The Real Reason Stocks Exploded…

We were out with a prediction of a 600-point Dow rally Monday night, so yesterday’s 349-point downpayment was hardly a surprise.  Even so, some will shake their heads in disbelief, unable to comprehend how huge rallies can occur for no good reason. This one, like so many others, was ginned up by cheats and con-artists on Wall Street who found support in phony economic news concocted by bureaucratic liars and hyped by a mainstream media with a fourth-grader’s understanding of economics.

[Click here for a free two-week trial to Rick’s Picks, including access to a 24/7 chat room that draws veteran traders from around the world.]

ZeroHedge culled two headlines that explained the whole thing: Wall Street Gains as Weak Data Spurs Stimulus Hopes; and, Wall Street Surges as Data Points to Economic Recovery.  It’s difficult to imagine these headlines appearing on the same day, but they did. No matter. On Wall Street, and in the editorial rooms, ALL news is bullish, and when the headlines flatly contradict each other, that is hardly reason for concern or doubt.

To those who would jump in the path of this rally and short it just to show Mr. Market who’s boss, here’s an insightful ZeroHedge post from one Conrad Dobler to think about while you cool down:  Stop thinking your bearish bets have to be right NOW! Timing is a giant bitch and yes things are terrible, awful, manipulated, bubblish to the extreme but no one knows where the break point is. Being early is being wrong, being late is being wrong in terms of the market.

In terms of the reality of our economy everyone is right, we’re tending to grind the living shit out of the productive economy and we’re seeing malinvestment run rampant based on untold market manipulations. It’s impossible to tell from a market perspective when that will give way to doom and despair because the market is priced in fiat dollars which are of infinite supply.

So stop thinking in terms of the real economy and think in terms of that and then re-consider your shorts.
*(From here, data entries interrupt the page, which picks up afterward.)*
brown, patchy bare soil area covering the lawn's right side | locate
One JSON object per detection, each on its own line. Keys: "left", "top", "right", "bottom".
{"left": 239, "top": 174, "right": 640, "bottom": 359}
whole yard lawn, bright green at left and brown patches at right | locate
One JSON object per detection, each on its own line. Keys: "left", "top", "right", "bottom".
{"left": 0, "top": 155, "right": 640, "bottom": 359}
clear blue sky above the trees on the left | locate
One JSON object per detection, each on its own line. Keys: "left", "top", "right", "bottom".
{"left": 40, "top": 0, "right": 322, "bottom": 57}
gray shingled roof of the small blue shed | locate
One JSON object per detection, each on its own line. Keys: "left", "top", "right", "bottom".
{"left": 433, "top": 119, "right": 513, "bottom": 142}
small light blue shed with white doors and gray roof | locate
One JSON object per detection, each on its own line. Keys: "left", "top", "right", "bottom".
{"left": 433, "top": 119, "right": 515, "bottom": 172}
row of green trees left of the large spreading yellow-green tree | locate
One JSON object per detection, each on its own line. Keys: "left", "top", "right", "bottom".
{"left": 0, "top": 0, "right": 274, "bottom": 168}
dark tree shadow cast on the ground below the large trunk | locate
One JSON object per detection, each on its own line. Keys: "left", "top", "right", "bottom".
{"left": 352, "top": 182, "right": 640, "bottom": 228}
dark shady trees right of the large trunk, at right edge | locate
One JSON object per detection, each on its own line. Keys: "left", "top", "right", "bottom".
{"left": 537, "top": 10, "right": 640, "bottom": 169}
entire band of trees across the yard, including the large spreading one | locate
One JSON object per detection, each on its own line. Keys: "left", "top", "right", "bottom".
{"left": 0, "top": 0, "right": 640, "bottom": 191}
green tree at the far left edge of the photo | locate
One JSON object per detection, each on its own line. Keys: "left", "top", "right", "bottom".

Do what you will, nothing I say is ever investment advice it’s just a comment on the economics per my opinion. Personally I would not short this here. There is a tidal wave of short interest as well as economic stimulus at least here in the US in terms of low gas prices and low interest rates the herd is unpredictable if they all collectively decide it’s sunny outside this will warp higher even if it’s all fake in terms of the true foundations of the economy.

  • Bydesignovertime March 2, 2016, 11:35 am

    Correct me if I’m wrong, but is not the world awash in oil? Should not the fair market value oil have a $20.00 handle? Well, if so it occurs to me that the Da Boyz are doing the same thing to oil via naked longs as they are doing to gold via naked shorts. It’s a paper two tiered market with no basis in reality. Can you say eegeegeeous manipoolatioun in your best Saturday Night Eddie Murphy imitation voice?

    Gee, come to think of it, nothing has any basis in reality.

    The four year drought in California is caused by geo-engineering (www.geoengineeringwatch.org or http://www.carnicominstitute.org) and yet no has a clue. Gerry Brown knows all about the “chem- trails” which consist of aluminum, barium, and strontium.

    See this is egregious manipulation of our environment and is the real cause for global warming. Like I said, no basis in reality.

  • none March 1, 2016, 9:58 pm

    ‘There is a tidal wave of short interest’: this is a true fact, but believe it or not it had been very true at the end before just the 09/1929 high, as well as many other important major highs.

    ‘We were out with a prediction of a 600-point Dow rally Monday night’: This was very good I thought, and then again to observe we are only 1.9% higher than the 02/01/2016 high point. Sentiment towards market moves are a collection of data points that are in many ways..not real..(well not when it comes to the dollars..LOL)

    The recent highs (02/18/2016) are a very real danger point, today’s reading are simply off the charts to the big old bear…I would suggest maybe a 12/29/2015 analog in the hours to begin.

    Worst yet in the great DXY market as the monthly close was a death kiss lower…more so than any may think could take place.

    It’s all risk and nothing more…and it’s all JPY to the moon…:) 115 anyone?